Jolanda the home help says I should be more active. As if she’s so active herself with that fat behind. After next week she won’t be coming again. “I’ve got better things to do than wash bottoms for the rest of my life.”

Four nights ago I had a fall. I went to fetch a glass of water from the bathroom and slipped and hit my head on the edge of the sink. I lay there floundering on the tiles like a fish, terrible pain from my waist to my knee. I dragged myself to the bedroom and pulled the phone down from the bedside table. They had to call an ambulance. Woke the lady next door for the key. My hip was dislocated and I had a bump on my head. X-rays, the whole song and dance. Luckily nothing was broken and there was no need for surgery. The specialist arranged for a general anaesthetic and worked the hip back into the socket. They kept me in for three nights and now I’m at home with Yvonne, a nurse, barely twenty. I can’t move my leg and I get shooting pains right down to my toes. “It needs time,” Yvonne says. Suits me, I’ve got more than enough of that, although now and then it seems as if it’s run out, and I’m sick to the back teeth of it. Sometimes I hobble to the toilet on crutches and the rest of the time I lie by the window. Once I thought I saw White Feather flying, a twig in her beak, but it happened so quickly it may have been one of the others.

Baking hot. I don’t wind up the awnings any more. They give the furniture an orange glow. My daughter from Prinsenbeek rang to say that she can’t come this week. The baby has chicken pox. Covered in spots, and in this heat. A tingle in my leg. At three I drink the last of the Beerenburg. Nel still has to go to a high plateau for two days, then there’s a day in the metropolitan city of Colombo, to buy souvenirs. From there they get a transfer to the airport, “for your return journey or your flight to your next destination.” Oh please, no.

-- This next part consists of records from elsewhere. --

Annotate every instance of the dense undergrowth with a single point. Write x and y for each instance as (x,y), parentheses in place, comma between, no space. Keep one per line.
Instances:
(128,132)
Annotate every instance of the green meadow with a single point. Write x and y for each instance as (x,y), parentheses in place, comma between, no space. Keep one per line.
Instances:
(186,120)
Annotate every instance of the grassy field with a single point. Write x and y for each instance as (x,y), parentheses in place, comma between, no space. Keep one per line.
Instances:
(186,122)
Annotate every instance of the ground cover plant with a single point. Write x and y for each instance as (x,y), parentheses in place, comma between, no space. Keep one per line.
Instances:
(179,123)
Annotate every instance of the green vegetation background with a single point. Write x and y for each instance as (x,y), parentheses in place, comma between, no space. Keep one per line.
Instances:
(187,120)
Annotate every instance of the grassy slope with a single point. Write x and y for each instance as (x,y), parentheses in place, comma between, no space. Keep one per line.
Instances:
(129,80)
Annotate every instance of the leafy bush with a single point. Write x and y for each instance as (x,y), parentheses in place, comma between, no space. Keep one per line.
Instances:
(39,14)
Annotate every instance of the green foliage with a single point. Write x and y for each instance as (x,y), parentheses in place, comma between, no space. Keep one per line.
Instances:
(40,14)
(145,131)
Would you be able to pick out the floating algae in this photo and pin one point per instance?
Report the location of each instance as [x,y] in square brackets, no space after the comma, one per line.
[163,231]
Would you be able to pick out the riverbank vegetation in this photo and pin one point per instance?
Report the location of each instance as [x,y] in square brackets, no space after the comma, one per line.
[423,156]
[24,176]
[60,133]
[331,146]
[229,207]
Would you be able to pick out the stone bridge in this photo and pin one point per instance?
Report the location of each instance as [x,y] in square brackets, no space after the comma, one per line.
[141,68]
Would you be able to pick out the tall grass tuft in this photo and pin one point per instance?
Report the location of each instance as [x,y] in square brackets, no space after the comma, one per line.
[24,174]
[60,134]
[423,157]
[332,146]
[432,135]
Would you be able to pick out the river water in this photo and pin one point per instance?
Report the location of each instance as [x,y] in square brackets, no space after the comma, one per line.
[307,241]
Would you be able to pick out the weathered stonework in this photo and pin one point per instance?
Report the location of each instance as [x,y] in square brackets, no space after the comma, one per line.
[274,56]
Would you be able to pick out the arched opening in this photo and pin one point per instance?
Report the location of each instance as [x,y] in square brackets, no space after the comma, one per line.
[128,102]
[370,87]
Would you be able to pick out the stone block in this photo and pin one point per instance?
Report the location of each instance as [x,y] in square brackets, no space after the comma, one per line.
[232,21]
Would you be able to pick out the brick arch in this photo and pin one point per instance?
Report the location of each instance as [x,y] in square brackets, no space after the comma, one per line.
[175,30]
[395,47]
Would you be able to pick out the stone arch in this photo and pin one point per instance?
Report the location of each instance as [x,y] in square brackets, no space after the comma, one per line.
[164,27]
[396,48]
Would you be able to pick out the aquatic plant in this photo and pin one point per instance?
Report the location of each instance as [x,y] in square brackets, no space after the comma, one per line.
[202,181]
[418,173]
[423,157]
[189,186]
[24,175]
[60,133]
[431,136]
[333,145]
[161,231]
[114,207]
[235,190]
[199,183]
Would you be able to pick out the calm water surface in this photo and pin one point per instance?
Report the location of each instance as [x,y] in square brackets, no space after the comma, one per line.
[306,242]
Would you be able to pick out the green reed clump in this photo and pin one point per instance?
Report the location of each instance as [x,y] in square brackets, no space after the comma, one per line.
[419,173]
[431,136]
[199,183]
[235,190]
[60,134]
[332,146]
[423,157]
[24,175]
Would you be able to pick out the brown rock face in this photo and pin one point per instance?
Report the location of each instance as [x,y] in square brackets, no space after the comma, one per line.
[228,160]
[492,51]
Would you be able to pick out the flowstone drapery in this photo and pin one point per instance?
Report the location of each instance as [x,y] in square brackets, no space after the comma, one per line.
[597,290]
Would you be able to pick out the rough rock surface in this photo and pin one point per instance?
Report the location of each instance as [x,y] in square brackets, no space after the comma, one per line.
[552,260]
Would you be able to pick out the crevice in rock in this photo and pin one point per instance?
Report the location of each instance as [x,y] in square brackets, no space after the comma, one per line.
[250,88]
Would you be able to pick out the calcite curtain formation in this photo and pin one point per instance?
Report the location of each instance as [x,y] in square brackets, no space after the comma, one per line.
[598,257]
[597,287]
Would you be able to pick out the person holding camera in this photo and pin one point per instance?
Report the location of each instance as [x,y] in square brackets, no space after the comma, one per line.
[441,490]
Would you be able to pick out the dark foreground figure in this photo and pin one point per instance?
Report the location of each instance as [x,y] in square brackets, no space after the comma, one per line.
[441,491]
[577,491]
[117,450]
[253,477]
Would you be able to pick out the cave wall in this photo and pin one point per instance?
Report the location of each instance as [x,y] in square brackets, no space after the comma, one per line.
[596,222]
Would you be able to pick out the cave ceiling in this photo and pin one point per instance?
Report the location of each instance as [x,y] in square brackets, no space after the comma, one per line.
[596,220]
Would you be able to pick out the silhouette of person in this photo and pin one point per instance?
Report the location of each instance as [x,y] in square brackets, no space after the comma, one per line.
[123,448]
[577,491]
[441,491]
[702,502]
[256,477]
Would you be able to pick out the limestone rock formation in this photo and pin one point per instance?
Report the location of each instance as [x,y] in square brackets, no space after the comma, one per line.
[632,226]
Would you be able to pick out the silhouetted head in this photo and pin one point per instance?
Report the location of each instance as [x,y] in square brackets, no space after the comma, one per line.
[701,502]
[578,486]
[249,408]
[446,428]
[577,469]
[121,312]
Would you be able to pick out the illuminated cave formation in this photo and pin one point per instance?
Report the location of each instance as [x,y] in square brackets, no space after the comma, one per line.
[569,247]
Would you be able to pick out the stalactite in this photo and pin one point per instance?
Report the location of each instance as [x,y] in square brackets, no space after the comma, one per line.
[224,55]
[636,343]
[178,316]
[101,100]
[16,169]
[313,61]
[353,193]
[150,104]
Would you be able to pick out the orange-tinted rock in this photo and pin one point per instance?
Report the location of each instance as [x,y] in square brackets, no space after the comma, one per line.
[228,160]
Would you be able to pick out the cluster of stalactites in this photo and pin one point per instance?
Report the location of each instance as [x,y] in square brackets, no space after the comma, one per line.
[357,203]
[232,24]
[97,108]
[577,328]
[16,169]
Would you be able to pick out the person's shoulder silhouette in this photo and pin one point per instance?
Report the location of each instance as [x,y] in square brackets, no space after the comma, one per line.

She came straight here from the airport. It was still early. I was leaning on my crutches watering the geraniums as best I could with the coffee pot. The watering can’s still too heavy. It took me a few minutes to get to the door. There she stood, with a bag full of wooden carvings and hand-painted textiles. We hugged each other.

“Peg-leg. We’re going to make up for lost time,” she said. “Promise.”

I’d cooked the endive the night before, her favorite.

“Tastes good, Daniel my sweet.”

“Do you have enough there, young lady?”

She ate it all up, and then came the stories. No need for me to remember everything, she said, as she’d written it all down. For a while we lay on the bed the health service set up for me in the living room. Yvonne had put clean sheets on and I’d got her to buy eggs for breakfast. After barely an hour Nel suddenly wanted to go home. It wasn’t even nine o’clock.

“A taxi costs seventeen euros,” I said.

“I need a wash and my house is a mess.”

I couldn’t face watching the taxi drive away for the second time this month, so I didn’t wave.

I tug at the curtain. I can’t get it properly closed. A beam of light falls across the blanket on the bed. On the coffee table is an elephant of dark gleaming wood. “Elephants are very social animals,” Nel tells me. It’s as if he’s got lost.

“Sleep well, Daniel,” I whisper and turn out the light. The pain in my leg has flared up; it seems to be getting worse. I lie on my back waiting for sleep to come. That blackbird’s here again. With his song he announces the coming of dark.